Nach dem BAG (12.3.97, 10 AZR 648/96) kann in einem Sozialplan hinsichtlich der Erhöhung und Berechnung der zugesagten Abfindungsbeträge in Form von Zuschlägen für unterhaltsberechtigte Kinder der betroffenen ArbN an die Eintragung von Kinderfreibeträgen auf der Lohnsteuerkarte in zulässiger Weise angeknüpft werden.
Dies sieht das Hessische LAG (18.10.20, 18 Sa 22/20, Abruf-Nr. 221269) anders. Zumindest, wenn nicht wie im 1997 vom BAG entschiedenen Fall eine vollständige Betriebsschließung, sondern ein Abbau von Arbeitsplätzen über ein sogenanntes „Freiwilligenprogramm“ im Raum steht. Dann sollen Praktikabilitätserwägungen oder berechtigte Arbeitgeberinteressen durch das begrenzte Volumen des Sozialplans nicht ausreichen, um eine pauschalierte Erhöhung der Abfindung allein auf Grundlage der auf der Lohnsteuerkarte eingetragenen Kinderfreibeträge als zur Zielerreichung angemessen und erforderlich erscheinen zu lassen.
Das LAG Hessen begründet dies damit, dass die Anknüpfung an einen Kinderfreibetrag als Lohnsteuerabzugsmerkmal eine nicht gerechtfertigte mittelbare Benachteiligung von Frauen darstelle. Bei der Lohnsteuerklasse V seien Kinderfreibeträge als Abzugsmerkmal nicht vorgesehen und diese Steuerklasse werde immer noch vor allem von Frauen gewählt. Es sei insoweit nach den Ausführungen des LAG Hessen eine offenkundige Tatsache im Sinne des § 291 ZPO, dass überwiegend Frauen die Lohnsteuerklasse V hätten. Dies lasse sich auch aus den Berechnungen der Hans-Böckler-Stiftung (Stand November 2019) klar ersehen. Danach betrage der Anteil der verheirateten Frauen in der Lohnsteuerklasse V 89 Prozent, der der verheirateten Männer hingegen nur 11 Prozent.

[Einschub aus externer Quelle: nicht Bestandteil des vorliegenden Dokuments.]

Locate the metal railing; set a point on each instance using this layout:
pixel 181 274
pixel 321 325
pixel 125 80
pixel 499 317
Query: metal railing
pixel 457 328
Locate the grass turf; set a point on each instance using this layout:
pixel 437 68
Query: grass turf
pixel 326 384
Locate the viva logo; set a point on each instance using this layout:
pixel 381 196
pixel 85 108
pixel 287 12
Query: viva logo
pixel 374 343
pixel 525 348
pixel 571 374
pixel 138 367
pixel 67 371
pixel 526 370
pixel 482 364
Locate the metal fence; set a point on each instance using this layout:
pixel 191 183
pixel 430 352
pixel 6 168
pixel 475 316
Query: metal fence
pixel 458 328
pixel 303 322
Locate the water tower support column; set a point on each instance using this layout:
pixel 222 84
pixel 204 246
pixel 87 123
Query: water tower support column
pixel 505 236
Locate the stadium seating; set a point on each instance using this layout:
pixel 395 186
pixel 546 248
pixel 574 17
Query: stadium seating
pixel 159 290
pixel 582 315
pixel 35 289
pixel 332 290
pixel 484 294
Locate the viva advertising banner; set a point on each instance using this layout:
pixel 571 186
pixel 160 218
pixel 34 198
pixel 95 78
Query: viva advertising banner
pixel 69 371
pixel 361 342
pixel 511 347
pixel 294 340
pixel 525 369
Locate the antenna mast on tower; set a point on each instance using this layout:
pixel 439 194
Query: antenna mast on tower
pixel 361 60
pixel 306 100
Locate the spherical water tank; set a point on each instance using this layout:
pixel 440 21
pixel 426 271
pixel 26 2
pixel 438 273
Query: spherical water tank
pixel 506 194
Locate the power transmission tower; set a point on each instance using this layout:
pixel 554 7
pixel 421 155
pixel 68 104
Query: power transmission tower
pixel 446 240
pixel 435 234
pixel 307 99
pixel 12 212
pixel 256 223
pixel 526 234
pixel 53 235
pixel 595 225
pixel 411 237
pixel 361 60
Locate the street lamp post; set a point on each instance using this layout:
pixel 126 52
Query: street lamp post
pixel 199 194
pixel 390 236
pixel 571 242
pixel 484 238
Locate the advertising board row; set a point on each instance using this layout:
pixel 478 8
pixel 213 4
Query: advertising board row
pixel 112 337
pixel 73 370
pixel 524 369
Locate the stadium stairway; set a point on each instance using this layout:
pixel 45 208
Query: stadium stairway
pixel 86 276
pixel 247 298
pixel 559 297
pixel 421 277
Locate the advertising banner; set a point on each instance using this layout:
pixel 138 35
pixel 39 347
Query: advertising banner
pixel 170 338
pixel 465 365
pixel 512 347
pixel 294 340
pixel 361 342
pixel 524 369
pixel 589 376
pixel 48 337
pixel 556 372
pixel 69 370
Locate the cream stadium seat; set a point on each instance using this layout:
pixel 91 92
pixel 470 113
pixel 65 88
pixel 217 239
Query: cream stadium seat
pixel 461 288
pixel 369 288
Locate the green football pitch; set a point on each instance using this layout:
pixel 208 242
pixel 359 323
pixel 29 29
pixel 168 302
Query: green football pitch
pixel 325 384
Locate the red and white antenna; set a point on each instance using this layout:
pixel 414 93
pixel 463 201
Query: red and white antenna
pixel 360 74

Zwar sei das mit der Sozialplanregelung verbundene Ziel, Abfindungen durch pauschalisierte Regelungen in ihrer Berechnung zu vereinfachen und der Höhe nach zu beschränken, um vorgegebene Sozialplanvolumina nicht zu überschreiten, ebenso rechtmäßig, wie die Regelungsabsicht, aufbauend auf einer tatsächlichen Unterhaltspflicht für unterhaltsberechtigte Kinder den ArbN eine pauschale Erhöhung der Abfindung im Rahmen des Freiwilligenprogramms zukommen zu lassen. Das Abstellen auf den Kinderfreibetrag sei aber nicht angemessen und erforderlich, um das Ziel zu erreichen.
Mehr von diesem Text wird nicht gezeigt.